From the Vault: July 17, 2000

California: The Last Banana Republic. California Teachers Association President Wayne Johnson is understandably proud of the union’s role in extracting an additional $1.8 billion this year for teacher salaries. EIA provides Johnson’s blow-by-blow description of the events leading up to the May 8 rally at the Capitol and the subsequent budget deal (published in the latest California Educator):

“While you were on your way to Sacramento, I was driving there the evening of May 7, and the governor and I talked three times on my cell phone. The first call was just general conversation. The second call, he had an offer of $1.2 billion above the Prop. 98 limit, but we would have to rethink our initiative and call off the rally. I told him we could not do that. On the third call, he upped the ante to $1.5 billion if we would again rethink our initiative and convert the rally into an anti-voucher event. Again I told him we couldn’t do that.”

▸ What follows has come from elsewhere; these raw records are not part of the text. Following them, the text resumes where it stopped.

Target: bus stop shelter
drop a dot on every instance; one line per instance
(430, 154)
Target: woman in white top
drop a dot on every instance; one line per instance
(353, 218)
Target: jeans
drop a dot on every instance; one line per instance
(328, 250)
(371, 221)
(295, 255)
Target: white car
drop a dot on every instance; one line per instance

Johnson went on to describe the rally events, then continued: “At the rally, Speaker Hertzberg asked if I would meet with him and the governor afterward. At 7 that evening, CTA Associate Executive Director for Governmental Relations John Hein and I joined Governor Davis, Sue Burr (education advisor), Speaker Hertzberg, Lynn Schenk (the governor’s chief of staff), Rick Simpson (Hertzberg’s policy director), and Tim Gage from the Department of Finance in the governor’s office. The governor offered $1.7 billion and again asked that we review our initiative proposal. We asked what guarantees we would get on this proposal; they gave us their word.

“The Board of Directors met that night, with only one day before the deadline to submit the initiative signatures. The officers and board members agreed we had to have a stronger guarantee; we were going to submit the signatures. Lynn Schenk called that evening and asked us to delay submission for 24 hours, and then she asked us: What did we want?

“We told her we would hold the signatures, but what we wanted was a written guarantee, not just a verbal promise. Later that evening, President Pro Tem of the Senate John Burton called and asked for a meeting with Speaker Hertzberg, John Hein and me in the morning.

“At that meeting, Hertzberg and Burton offered $1.84 billion above the Prop. 98 limit, along with a letter from the Department of Finance guaranteeing it would be added to the budget. Lynn Schenk came to the meeting to tell us that Governor Davis approved. He, Senator Burton and Speaker Hertzberg would hold a press conference that afternoon and announce the settlement.

“And that’s how we got that $1.84 billion…”

California School District Funnies. Unions shouldn’t take all the blame for the ongoing hilarity in the public schools. Here in California, some school district officials seem intent upon making themselves walking advertisements for vouchers. Cases in point:

* The Los Angeles Times notes today that in the last three years the state legislature has doubled annual spending on textbooks and library books. But in Los Angeles there are still thousands of students without textbooks. The Times investigation blames “poor management” and, believe it or not, “teachers’ preferences.” According to one principal interviewed by the Times, some teachers don’t like using books. I once tried to teach reading with a socket wrench and believe me, books are the right tool for the job.

* The San Francisco Examiner discovered that the San Francisco Unified School District spent $500,000 over the past 10 years for the services of Mary Kay Baldwin, a full-time sewing machine repair person, even though only three of the district’s 162 schools have sewing classes. Every month the district reimbursed Ms. Baldwin’s expenses for travel to schools that had no sewing machines to repair. “It certainly doesn’t look good,” said school board member Eddie Chin in a classic understatement.

* The Los Angeles Unified School District is in a crisis. Studies of its operations describe it as “dysfunctional.” A district break-up movement is in full swing. The new superintendent is the former governor of Colorado, with no roots in the area and no experience running a school district. A $200 million high school sits on a toxic waste site. The outgoing superintendent instituted a plan to reorganize LAUSD into 11 mini-districts, with the intent of reducing central office staff and cutting out bureaucratic red tape. So what’s LAUSD up to today to stop the bleeding? They want to hire — at a salary of between $77,200 and $95,600 annually — an ethics officer, along with a staff of five to support him. Why stop there? Why not hire a productivity officer with a salary of $1 million and a staff of 500?

+  Quote of the Week. “The strength of the NEA lies in its ability to identify enough issues that have common meaning to its members to activate them politically, which gives the NEA tremendous influence politically, ostensibly for the benefit of its members…. The NEA has evolved a very broad action agenda over the years, much of which can only loosely be rationalized as relating directly to core member concerns. To maintain or increase its political clout, the NEA will likely need to refocus on core concerns and carefully evaluate its tangential political positions.” — Anthony M. Townsend, writing in the July 2000 issue of the Journal of Labor Research.